Jackie Higgins, co-chair of National Congress of Australia’s First People (NCAFP), told Pro Bono News that Australia Day was meant to be a uniting day for all Australians to celebrate, which it currently was not.
“This day has been a day of invasion for our people, a day of loss of land and a loss of identity,” Higgins said.
“There is a majority of our community that doesn’t feel in their hearts and minds that they can celebrate. So therefore we need to look at the way that we as Australians can be included in that.”
She said while NCAFP had a good relationship with other members of civil society, they now needed the support of other sectors and corporations to drive the message home.
“We have a good relationship with other members of civil society and we work constantly with them… but we haven’t had any major members of [the corporate sector] coming out to support the date change,” she said.
She added it was positive that high profile figures such as former Victorian premier Jeff Kennett had come out in support of changing the date, but said those in support of a change needed to stand together to make their voices heard.
“It would be great to see a conglomerate of those high profile people coming together and standing with us and being able to voice their opinions,” she said.
Paul Gray, acting-CEO of NSW peak body of Aboriginal child, family and community services, AbSec, encouraged the social sector to stand with their community and consider the role they played in making Australia a fairer country.
“Engage with the solutions that are being put forward by Aboriginal communities and peak bodies such as AbSec around the country, and support our voices in determining our future,” Gray told Pro Bono News.
He said for Indigenous Australians, 26 January was about survival.
“We are still here, still passing our culture to the next generation and caring for country.
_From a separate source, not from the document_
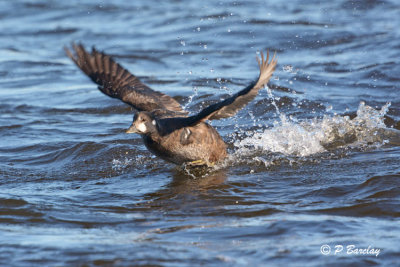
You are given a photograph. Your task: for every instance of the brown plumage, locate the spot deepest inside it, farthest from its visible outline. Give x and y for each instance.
(166, 129)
Like every day, AbSec’s focus is on the rights of our children to grow up safe and strong within family, community and culture,” he said.
Higgins said even though she didn’t believe the date would be changed anytime soon, as both sides of government were unsupportive of the move, it was vital that awareness around the issue continued to be raised.
“I think we’re stuck between a rock and a hard place in terms of not being able to move on in any really significant way because of where government stands on this issue,” she said.
“But I would say the campaign really shines a spotlight on the position that we take as First Australians, and [allows more] Australians to really come to terms with the issue and see from our perspective why it is we don’t celebrate.”